Last Update: 14 Jan 2021
RMarkdown:
R_Image_Processing.Rmd
Overview
In this tutorial, we present a brief overview of image processing concepts necessary to understand machine learning and deep learning. This walk through was originally written in python: link to python version. We have tried to maintain functionality across both languages but certain libraries/features may only be available in one or the other. The basics of image processing should be the same across both.
This tutorial explores:
- Loading image files into R
- Printing properties of an image
- Converting an image between color and grayscale
- Identifying features (edges) within an image
Downloading Images
We will be using two images which can be downloaded from the following links:
cameraman.png | peppers.png |
---|---|
From a terminal, we could have used the wget
or curl
commands to
download the images.
wget https://geospatial.101workbook.org/tutorials/data/cameraman.png
wget https://geospatial.101workbook.org/tutorials/data/peppers.png
ls -1 *.png
#> cameraman.png
#> peppers.png
The cameraman.png
on the left is in grayscale and the peppers.png
on
the right is in color. Processing color or grayscale images is slightly
different, which we will explore in the following tutorial.
Loading images into R
We will assume you have a working R environment; however, see the following for a tutorial on setting up an R environment:
The nice thing about scripting languages is the fact that many tools are
published as libraries. Which means you do not have to write your own
functions from scratch. For this tutorial, we will be using R’s imager
library available on CRAN (link to more
info). There may be other image
libraries more suited to your analysis, and we highly encourage you to
explore, especially as new libraries are constantly being developed.

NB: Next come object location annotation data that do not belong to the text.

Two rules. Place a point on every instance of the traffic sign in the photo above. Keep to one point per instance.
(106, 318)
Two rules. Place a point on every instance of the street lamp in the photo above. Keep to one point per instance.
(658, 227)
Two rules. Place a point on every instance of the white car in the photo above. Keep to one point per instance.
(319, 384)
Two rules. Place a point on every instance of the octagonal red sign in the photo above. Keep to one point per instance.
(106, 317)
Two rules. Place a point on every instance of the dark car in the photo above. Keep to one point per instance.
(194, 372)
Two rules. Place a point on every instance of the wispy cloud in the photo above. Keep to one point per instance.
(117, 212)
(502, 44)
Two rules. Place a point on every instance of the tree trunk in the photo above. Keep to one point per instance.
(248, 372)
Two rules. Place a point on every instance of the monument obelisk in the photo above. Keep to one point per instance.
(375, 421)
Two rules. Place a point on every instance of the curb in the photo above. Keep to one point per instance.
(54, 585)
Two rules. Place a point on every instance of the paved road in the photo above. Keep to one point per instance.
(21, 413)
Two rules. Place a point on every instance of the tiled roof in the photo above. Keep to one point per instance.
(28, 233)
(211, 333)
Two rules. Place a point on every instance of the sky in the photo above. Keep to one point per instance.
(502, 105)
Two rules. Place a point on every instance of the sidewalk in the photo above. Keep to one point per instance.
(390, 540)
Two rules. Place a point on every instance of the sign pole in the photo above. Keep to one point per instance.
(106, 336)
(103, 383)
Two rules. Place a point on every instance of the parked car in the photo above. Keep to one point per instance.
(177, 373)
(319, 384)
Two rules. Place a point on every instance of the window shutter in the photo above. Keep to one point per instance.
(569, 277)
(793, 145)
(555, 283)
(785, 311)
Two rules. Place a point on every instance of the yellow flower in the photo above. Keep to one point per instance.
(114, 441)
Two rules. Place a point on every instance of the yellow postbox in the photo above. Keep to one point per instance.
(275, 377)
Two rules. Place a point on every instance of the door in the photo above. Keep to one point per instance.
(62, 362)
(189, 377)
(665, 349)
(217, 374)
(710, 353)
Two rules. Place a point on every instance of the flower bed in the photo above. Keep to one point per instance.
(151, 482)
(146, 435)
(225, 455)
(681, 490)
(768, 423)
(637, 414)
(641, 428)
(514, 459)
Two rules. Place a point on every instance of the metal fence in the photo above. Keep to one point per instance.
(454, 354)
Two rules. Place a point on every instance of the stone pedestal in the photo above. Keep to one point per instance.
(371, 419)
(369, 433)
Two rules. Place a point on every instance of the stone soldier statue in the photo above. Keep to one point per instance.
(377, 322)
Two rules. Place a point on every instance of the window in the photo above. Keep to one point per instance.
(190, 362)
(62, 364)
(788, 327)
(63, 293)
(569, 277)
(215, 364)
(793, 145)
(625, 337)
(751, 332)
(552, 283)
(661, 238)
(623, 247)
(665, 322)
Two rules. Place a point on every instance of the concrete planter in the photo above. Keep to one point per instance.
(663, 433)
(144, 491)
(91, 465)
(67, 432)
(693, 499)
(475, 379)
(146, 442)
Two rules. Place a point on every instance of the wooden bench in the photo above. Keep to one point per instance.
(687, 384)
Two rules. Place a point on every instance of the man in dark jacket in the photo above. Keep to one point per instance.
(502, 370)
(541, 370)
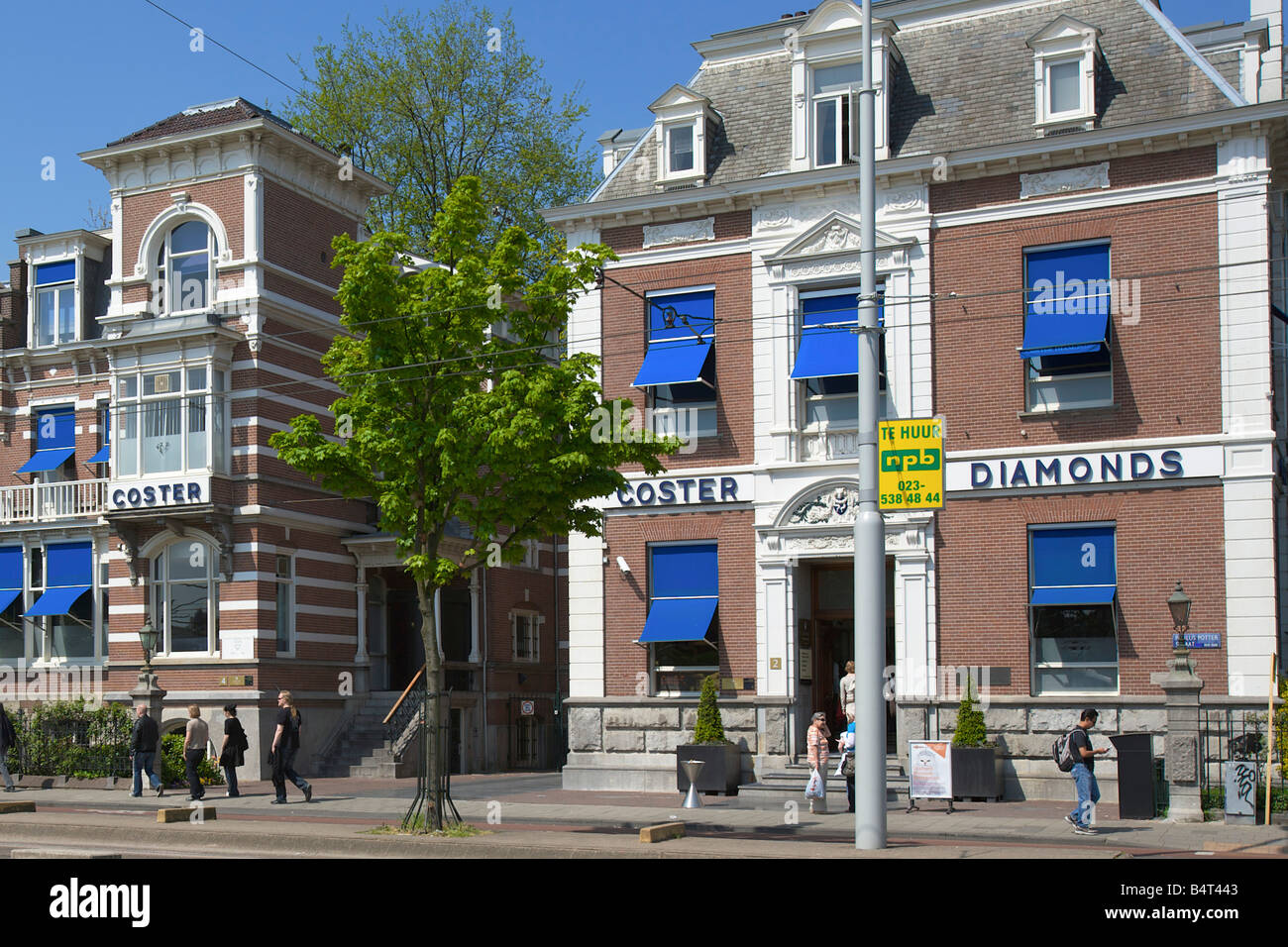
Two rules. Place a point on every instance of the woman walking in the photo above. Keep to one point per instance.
(816, 741)
(194, 749)
(231, 754)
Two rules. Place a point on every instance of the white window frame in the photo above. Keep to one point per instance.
(54, 289)
(1068, 42)
(160, 612)
(655, 669)
(846, 114)
(1034, 384)
(132, 410)
(284, 583)
(526, 626)
(1034, 665)
(165, 299)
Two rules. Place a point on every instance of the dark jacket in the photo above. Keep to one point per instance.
(146, 735)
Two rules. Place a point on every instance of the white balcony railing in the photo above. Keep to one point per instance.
(39, 502)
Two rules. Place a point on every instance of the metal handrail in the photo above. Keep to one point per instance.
(398, 702)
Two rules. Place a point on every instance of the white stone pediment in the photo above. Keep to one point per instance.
(835, 234)
(678, 95)
(1063, 27)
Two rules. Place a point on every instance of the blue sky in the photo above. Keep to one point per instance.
(102, 69)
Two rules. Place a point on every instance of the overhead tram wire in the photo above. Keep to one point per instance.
(227, 50)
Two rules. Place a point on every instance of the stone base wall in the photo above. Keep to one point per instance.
(1024, 733)
(629, 744)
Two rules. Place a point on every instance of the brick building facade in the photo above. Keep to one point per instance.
(146, 368)
(1080, 240)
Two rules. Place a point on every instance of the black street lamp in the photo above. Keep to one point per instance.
(149, 639)
(1179, 603)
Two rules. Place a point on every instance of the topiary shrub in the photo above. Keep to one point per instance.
(970, 722)
(709, 727)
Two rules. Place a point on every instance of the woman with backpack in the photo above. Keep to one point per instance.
(232, 753)
(286, 744)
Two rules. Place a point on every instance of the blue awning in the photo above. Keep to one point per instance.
(673, 364)
(1073, 594)
(56, 600)
(679, 620)
(7, 596)
(1067, 300)
(43, 462)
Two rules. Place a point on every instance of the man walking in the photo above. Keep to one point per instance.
(1085, 774)
(143, 749)
(8, 740)
(286, 744)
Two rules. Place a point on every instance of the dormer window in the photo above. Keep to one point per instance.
(686, 120)
(835, 123)
(55, 303)
(1064, 75)
(184, 273)
(679, 149)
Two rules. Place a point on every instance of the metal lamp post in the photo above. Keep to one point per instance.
(870, 787)
(1181, 745)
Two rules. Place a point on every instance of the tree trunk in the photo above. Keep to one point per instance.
(433, 684)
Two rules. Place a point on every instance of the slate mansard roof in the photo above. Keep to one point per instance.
(954, 85)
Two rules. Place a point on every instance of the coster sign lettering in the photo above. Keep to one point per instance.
(682, 489)
(156, 493)
(1074, 470)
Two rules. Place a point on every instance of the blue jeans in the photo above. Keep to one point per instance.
(1089, 792)
(143, 764)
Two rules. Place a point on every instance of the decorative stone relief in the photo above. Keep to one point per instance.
(832, 506)
(1064, 180)
(683, 232)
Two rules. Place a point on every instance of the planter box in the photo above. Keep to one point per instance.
(977, 772)
(722, 770)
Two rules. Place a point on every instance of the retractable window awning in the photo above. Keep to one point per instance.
(829, 346)
(56, 600)
(43, 462)
(1067, 300)
(1073, 566)
(679, 620)
(11, 575)
(673, 364)
(68, 575)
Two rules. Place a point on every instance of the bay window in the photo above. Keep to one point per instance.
(170, 420)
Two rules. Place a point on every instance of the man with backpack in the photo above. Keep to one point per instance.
(1076, 757)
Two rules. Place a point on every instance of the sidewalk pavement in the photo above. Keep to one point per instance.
(348, 806)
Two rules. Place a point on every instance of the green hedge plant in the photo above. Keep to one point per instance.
(709, 727)
(970, 722)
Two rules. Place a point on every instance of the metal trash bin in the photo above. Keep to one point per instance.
(1134, 775)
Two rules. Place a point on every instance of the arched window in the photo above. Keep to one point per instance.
(184, 272)
(184, 598)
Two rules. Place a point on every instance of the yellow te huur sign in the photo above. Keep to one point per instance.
(911, 463)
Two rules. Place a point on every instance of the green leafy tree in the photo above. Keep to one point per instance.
(423, 101)
(970, 722)
(709, 727)
(446, 421)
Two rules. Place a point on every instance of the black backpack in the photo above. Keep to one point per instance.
(1061, 751)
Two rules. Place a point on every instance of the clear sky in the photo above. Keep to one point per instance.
(82, 72)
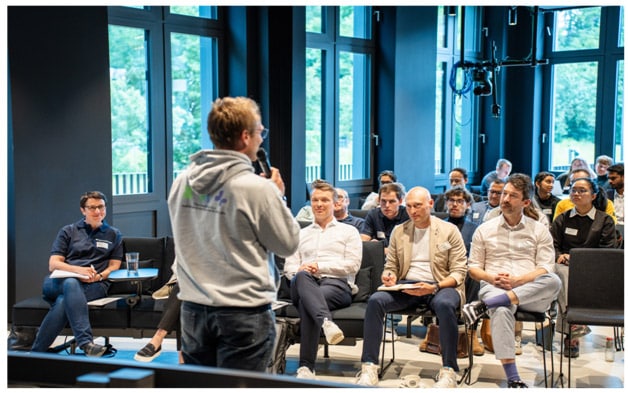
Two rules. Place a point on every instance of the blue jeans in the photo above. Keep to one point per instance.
(444, 304)
(228, 337)
(68, 299)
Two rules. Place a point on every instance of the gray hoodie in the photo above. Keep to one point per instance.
(227, 221)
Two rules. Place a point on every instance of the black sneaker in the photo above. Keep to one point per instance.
(471, 312)
(93, 350)
(148, 353)
(517, 384)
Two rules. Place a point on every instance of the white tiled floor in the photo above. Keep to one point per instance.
(590, 370)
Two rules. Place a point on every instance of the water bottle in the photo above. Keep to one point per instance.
(609, 352)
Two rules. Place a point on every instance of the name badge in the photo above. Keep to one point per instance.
(571, 231)
(444, 246)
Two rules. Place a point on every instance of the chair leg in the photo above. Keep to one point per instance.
(383, 368)
(466, 375)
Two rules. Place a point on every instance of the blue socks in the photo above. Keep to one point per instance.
(497, 301)
(511, 371)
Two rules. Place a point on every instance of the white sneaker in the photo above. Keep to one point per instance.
(389, 337)
(518, 350)
(304, 372)
(447, 378)
(368, 375)
(333, 334)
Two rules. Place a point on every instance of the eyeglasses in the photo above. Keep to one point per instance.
(579, 191)
(94, 208)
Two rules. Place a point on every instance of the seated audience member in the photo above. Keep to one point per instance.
(600, 202)
(458, 202)
(616, 192)
(564, 178)
(584, 226)
(379, 223)
(341, 210)
(601, 171)
(458, 177)
(502, 170)
(512, 258)
(545, 200)
(93, 249)
(431, 253)
(530, 210)
(169, 322)
(479, 209)
(322, 275)
(372, 200)
(305, 213)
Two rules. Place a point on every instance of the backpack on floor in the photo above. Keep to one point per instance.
(287, 334)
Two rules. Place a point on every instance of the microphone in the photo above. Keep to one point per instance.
(263, 162)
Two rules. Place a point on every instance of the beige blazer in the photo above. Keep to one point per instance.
(448, 254)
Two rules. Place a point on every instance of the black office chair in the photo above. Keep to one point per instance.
(539, 319)
(411, 313)
(595, 292)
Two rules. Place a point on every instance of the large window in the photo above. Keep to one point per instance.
(150, 146)
(339, 57)
(585, 91)
(456, 105)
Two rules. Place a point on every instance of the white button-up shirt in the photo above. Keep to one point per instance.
(337, 250)
(499, 248)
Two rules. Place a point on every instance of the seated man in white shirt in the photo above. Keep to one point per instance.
(322, 274)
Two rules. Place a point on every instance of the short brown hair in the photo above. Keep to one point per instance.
(324, 186)
(229, 117)
(92, 195)
(522, 183)
(459, 191)
(393, 187)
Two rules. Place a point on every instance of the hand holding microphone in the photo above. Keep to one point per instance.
(268, 171)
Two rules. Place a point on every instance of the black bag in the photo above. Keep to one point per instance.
(287, 334)
(431, 344)
(21, 338)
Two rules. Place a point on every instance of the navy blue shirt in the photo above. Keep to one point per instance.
(379, 227)
(357, 222)
(83, 246)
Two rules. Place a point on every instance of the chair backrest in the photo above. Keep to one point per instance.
(373, 256)
(596, 278)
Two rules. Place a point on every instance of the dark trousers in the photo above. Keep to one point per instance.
(444, 304)
(314, 298)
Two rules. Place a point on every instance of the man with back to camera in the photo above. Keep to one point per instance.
(502, 170)
(226, 222)
(479, 209)
(322, 275)
(372, 200)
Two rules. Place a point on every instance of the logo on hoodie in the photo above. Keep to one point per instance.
(204, 201)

Below, we can install and load the imager
library.
# install.packages("imager") # <= uncomment to install from CRAN
library(imager)
From there, we can use the load.image
function to read in
cameraman.png
. You may need the path to your input file, if they are
not in the same location.
I_camera = load.image('data/cameraman.png') # <= path to input image here
plot(I_camera)
Here, we have read in the image and stored it as I_camera
. To verify
that the image was successfully loaded into R, we have displayed the
image using the plot
function.
From the plot, notice how the x-axis goes from 0 to 300 from left to right. Strangely, the y-axis goes from 0 to 300, top to bottom. Therefore, the xy point (0,0) is actually the top left of the image. This can be very important as your analysis results may be different if the (0,0) is top left, right, bottom, or center. It’s a good idea to check where (0,0) is in the image.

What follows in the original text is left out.